Broadly speaking, self-driving cars are shifting away from rules-based operation and toward relying more on reinforcement learning. As that happens, real-world driving data has become hugely valuable for training these systems. Uber notes that the autonomous vehicle companies most interested in this data are the ones already collecting a lot of it themselves. This indicates that, like many frontier AI labs, they realize solving the most extreme edge cases is a volume game.
Right now, the size of an autonomous vehicle company’s fleet creates a physical limit to how much data it can collect. While many companies create simulations to hedge against edge cases, nothing beats driving on actual roads to discover all the strange and unexpected scenarios that occur. Waymo provides an example of this gap. The company has operated autonomous vehicles for a decade, yet its robotaxis have recently been caught illegally passing stopped school buses.
Having access to a larger pool of driving data could help robotaxi companies solve such problems as they arise, according to Uber’s chief technology officer Praveen Neppalli Naga. And Uber will not be charging for the data, at least not yet. The primary goal is to democratize this data, as the value of advancing partners’ technology is bigger than any immediate revenue. Uber’s VP of engineering, Danny Guo, said the lab must build the basic data foundation first before determining product market fit, believing Uber is uniquely positioned to accelerate the entire industry.
The new AV Labs division is starting small. It currently has just one car, a Hyundai Ioniq 5, and the team is still physically attaching sensors like lidars, radars, and cameras. Guo acknowledged the scrappy beginnings, noting it will take time to deploy a hundred data-collection cars, but the prototype exists. Partners will not receive raw data. Once the fleet is running, the division will process the data to fit partner needs. This “semantic understanding” layer is what driving software from companies like Waymo would use to improve real-time path planning.
There will likely be an intermediate step where Uber plugs a partner’s driving software into its AV Labs cars to run in “shadow mode.” Any time the human driver acts differently from the software, Uber will flag it for the partner. This helps discover software shortcomings and train models to drive more like a human.

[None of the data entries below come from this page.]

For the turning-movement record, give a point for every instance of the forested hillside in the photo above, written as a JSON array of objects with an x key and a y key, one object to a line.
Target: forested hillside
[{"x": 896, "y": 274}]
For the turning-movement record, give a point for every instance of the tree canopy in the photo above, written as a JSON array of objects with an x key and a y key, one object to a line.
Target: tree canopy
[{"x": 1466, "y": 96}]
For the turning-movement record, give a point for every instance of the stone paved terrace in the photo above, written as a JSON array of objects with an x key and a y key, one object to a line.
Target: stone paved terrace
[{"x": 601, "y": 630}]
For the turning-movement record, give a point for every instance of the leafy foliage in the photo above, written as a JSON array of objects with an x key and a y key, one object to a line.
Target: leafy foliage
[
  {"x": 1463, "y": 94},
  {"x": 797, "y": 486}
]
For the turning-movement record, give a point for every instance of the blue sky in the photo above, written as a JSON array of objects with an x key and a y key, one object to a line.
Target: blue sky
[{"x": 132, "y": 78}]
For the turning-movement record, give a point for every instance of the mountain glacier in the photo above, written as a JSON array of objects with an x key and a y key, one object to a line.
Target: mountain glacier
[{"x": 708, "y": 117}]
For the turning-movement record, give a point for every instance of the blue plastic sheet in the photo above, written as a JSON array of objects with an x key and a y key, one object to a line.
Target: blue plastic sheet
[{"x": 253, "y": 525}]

This approach is essentially what Tesla has done to train its autonomous software over the last decade, though Uber lacks Tesla’s scale of millions of customer cars. Uber is not bothered, expecting to do more targeted data collection based on partner needs across the six hundred cities where it operates. Naga expects the division to grow to a few hundred people within a year. While he sees a future where Uber’s entire ride-hail fleet could collect training data, the division must start somewhere. From conversations with partners, Guo says the message is clear: give us anything helpful, because the amount of data Uber can collect outweighs everything they can do on their own.